Hope in a Graveyard
January 2023 💎 Diamond

Hope in a Graveyard

I went to visit my Mom for her birthday . . . back to the town I grew up in and the house we moved into when I was four years old, in the summer when Neil Armstrong took his “giant leap for mankind.” I know I was placed in front of a black and white TV to watch that momentous event, but I don’t really remember it. My memories from that time are much simpler.

I remember meeting the other children that lived on our block. They came to play in our wild yard, tangled with forgotten plants that had medicinal properties. The elderly man my parents bought the house from had been a pharmacist in a time when people still knew the benefits of nature. I loved the smell of the leaves and flowers and the soil, the earth as God intended it to be.

Across the street were two small empty lots. One was a field of grass we’d play ball in. The other was left over from a tragedy, a death that took away a family’s dream of living next door to each other. The foundation had been dug out and then abandoned. Years later shrubs and small trees grew around the rectangular hole, and rainwater created a small pond. We children would tie strings onto sticks and go “fishing” and have great adventures in that tiny patch of wilderness. After watching Mutual of Omaha’s Wild Kingdom on Sunday evening, we’d pretend that our little wilderness was full of huge animals and we were on a safari! That family’s grief became a blessing for us kids.

In actuality, there were a lot of squirrels and house sparrows and pigeons, but not much else. I grew up in the shadows of the New York City skyline, on a street parallel to a noisy highway, five miles from the George Washington Bridge. But my soul always hungered for the earth, the plants, the animals that God created.

It was a different, more innocent time and I spent many of my days two blocks away at my great aunt’s home on the other side of that noisy highway. She’d often call me down from my perch on a high branch in her cherry tree, pin a dollar in my pocket and send me to the little grocery store on the corner for bread and a quart of milk. I felt so important and grown up. And I liked walking by myself through my world, looking at all the trees in peoples’ yards.

I have vague memories of walking up to the house on the corner of our block. The huge home that now stands behind it was still a plot of land, fenced in, a tiny yard with goats and chickens. I remember being sad when the animals left because the old man had passed away.

But there was still happiness and tranquility in the often tumultuous time that was my early childhood. It was in our backyard, or in that tiny wilderness across the street, or in Auntie’s cherry tree. Yet most of all, it was in a beautiful almost acre of land on a hill just across the road from where the farm animals had been.

In those days the land was sadly abandoned and overgrown. But it was to our advantage! It was another bit of wilderness where we could temporarily be heroes and villains as our imaginations churned out exciting adventures. Sometimes I’d go by myself and sit in the shade against the trunk of an old tree. I didn’t really know how to pray then, but I somehow knew that God was there with me in those moments.

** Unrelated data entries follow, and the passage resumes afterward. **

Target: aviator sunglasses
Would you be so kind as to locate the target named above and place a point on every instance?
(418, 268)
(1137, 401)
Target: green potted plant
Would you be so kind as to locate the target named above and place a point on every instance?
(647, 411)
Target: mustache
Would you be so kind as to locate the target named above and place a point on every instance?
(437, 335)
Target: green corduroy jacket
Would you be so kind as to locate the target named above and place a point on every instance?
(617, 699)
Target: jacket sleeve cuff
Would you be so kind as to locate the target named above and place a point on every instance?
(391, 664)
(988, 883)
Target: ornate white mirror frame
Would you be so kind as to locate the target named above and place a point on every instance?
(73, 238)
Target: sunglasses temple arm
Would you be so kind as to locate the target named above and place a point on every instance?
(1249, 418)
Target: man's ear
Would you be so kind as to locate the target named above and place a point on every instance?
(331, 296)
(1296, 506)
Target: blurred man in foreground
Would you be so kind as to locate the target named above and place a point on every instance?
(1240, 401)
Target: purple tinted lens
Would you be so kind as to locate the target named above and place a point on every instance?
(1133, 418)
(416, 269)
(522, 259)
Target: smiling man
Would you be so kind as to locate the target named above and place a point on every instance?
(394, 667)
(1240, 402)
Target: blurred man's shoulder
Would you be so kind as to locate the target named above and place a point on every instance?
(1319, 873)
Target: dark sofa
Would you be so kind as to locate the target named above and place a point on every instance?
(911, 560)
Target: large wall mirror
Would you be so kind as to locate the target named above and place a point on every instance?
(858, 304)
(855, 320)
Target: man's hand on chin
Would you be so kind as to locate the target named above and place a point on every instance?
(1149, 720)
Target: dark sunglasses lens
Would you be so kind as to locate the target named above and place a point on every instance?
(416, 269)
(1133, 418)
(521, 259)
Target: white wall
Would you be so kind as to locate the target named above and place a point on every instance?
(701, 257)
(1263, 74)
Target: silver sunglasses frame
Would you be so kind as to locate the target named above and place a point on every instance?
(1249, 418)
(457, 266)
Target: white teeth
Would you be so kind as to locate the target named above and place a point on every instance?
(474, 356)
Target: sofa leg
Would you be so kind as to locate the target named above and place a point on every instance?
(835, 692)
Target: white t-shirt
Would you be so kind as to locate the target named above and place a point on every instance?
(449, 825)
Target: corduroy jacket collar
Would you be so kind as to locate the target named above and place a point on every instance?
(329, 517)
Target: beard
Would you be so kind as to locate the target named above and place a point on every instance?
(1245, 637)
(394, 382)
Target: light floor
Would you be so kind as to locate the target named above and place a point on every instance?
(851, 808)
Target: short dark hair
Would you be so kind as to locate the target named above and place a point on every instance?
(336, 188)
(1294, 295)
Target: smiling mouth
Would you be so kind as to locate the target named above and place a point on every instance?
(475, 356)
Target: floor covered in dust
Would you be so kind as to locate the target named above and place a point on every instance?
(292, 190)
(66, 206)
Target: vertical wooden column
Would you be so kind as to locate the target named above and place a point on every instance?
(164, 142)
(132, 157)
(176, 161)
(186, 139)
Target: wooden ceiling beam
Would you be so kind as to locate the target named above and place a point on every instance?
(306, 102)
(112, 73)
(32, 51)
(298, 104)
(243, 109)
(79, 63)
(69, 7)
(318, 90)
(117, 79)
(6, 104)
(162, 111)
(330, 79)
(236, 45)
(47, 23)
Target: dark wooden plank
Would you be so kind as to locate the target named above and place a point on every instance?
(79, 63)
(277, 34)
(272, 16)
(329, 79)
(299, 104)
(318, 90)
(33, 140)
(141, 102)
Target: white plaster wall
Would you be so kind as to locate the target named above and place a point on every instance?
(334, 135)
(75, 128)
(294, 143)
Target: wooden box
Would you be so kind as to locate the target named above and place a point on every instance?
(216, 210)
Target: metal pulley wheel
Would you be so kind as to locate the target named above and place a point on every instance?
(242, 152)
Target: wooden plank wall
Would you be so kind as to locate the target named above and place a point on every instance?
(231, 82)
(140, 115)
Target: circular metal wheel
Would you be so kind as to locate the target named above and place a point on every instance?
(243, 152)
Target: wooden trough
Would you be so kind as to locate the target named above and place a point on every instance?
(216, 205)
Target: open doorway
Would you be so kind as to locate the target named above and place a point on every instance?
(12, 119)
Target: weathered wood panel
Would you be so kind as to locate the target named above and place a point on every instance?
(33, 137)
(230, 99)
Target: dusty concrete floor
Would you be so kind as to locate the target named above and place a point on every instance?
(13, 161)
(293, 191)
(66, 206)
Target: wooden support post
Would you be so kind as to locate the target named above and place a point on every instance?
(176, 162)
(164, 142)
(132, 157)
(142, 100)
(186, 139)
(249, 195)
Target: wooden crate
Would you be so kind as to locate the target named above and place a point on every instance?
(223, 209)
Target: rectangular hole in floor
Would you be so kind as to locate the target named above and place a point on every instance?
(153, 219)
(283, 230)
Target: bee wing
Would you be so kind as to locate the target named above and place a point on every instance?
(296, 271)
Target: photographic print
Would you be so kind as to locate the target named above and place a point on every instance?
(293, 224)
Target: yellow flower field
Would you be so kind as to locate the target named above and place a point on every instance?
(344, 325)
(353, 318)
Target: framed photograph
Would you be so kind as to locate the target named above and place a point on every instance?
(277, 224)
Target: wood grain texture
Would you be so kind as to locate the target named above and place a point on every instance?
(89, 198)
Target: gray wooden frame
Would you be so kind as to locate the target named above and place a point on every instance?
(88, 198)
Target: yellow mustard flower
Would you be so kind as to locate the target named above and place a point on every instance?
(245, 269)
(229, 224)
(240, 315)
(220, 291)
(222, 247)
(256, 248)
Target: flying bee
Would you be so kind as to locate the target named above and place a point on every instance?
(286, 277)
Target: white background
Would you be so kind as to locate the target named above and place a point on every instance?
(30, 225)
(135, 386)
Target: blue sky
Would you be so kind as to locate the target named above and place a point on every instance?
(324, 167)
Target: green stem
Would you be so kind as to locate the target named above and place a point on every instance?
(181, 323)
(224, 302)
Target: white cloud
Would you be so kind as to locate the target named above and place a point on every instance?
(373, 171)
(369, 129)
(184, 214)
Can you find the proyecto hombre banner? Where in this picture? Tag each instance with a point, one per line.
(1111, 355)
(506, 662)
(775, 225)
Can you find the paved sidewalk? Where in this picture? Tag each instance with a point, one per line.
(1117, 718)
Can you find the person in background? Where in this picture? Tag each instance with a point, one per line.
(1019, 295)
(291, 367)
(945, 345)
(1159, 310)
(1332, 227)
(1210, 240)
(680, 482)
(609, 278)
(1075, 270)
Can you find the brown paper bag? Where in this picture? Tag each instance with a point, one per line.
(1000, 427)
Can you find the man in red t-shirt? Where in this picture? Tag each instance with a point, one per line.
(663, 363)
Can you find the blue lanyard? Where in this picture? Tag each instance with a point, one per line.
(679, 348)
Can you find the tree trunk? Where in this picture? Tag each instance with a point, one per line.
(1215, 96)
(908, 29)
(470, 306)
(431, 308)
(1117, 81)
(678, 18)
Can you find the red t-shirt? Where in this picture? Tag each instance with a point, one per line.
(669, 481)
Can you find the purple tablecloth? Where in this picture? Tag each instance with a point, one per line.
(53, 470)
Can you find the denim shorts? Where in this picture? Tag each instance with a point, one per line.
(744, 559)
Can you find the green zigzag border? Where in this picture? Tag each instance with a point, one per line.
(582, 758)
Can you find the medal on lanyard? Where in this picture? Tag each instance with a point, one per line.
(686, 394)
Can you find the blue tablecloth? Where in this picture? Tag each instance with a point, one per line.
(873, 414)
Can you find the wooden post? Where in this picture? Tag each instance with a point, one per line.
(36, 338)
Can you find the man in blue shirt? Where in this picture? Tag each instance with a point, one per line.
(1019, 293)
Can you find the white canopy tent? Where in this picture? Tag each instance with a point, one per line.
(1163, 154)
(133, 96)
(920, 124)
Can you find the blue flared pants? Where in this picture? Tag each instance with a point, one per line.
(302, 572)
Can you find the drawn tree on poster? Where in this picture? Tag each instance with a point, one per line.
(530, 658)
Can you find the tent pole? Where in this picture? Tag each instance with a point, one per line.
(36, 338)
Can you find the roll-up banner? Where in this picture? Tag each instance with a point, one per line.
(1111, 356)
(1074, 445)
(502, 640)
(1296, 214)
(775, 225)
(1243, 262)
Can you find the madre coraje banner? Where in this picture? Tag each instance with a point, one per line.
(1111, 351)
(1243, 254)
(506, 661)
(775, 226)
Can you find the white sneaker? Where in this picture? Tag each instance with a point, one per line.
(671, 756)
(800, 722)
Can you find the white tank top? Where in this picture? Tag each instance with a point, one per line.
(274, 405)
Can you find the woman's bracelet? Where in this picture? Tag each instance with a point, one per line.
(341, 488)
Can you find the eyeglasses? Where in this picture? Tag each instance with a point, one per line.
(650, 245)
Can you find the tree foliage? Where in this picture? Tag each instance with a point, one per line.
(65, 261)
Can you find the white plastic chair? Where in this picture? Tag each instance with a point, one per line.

When the months got cold and our world was covered in deep snow, all the kids in the neighborhood would drag sleds up to that hill and spend hours climbing up then flying down what seemed like a tall slope but was maybe 5-6 feet high. Then we’d hurry home, shivering, with cold toes and soaked mittens, anticipating the sweet hot cocoa Mom would make for us. And I’d anticipate the coming Spring and the return of the green leaves and wildflowers that were still asleep under the snow, just as all the souls slept under that beautiful, untamed, hallowed ground…

That tiny wild oasis I loved to play and daydream in was, in actuality, a forgotten graveyard. We all knew what it was… “the cemetery.” But we didn’t think about it as anything but a place to play. There was the occasional prank when an older kid would tease a younger one by taking them to a pile of weeds and uncovering a fallen gravestone. For the most part, though, we just stayed away from the few spots we knew had hidden gravestones.

Until I grew up, I never knew the history, or even the name, of “the cemetery.” It was eventually restored by some wonderful people, and an iron fence and gate were placed around it to deter any more vandalism. Historical markers were set up. In 1985, the county took over the maintenance of the site. The wilderness of my childhood faded into the past. But it was time for bigger and better things.

As my spiritual journey continues, I’ve learned to walk with Jesus from my emotional wilderness to the Promised Land of His Word. I feel the love and anguish as I read of our Lord praying in the Garden of Gethsemane, a tranquil place among the trees where He chose to be while conversing with the Father. And I feel again that connection to the Spirit, that peace I had as a child sitting in the shade of a tree in Gethsemane Cemetery.

I still have my love for the nature that God created for us, and my soul is stirred every time I look out to the world I’ve been blessed to live in. The mountains I now call home far surpass the small hill I sledded down. The imaginary animals of my youth are now actual wildlife roaming through our yard… black bear, deer, foxes, raccoons, opossums, more species of birds than I can count, including bald eagles! And I’m reminded of God’s promises…

18 “Forget the former things; do not dwell on the past.

19 See, l am doing a new thing! 

Now it springs up; do you not perceive it?

I am making a way in the wilderness and streams in the wasteland.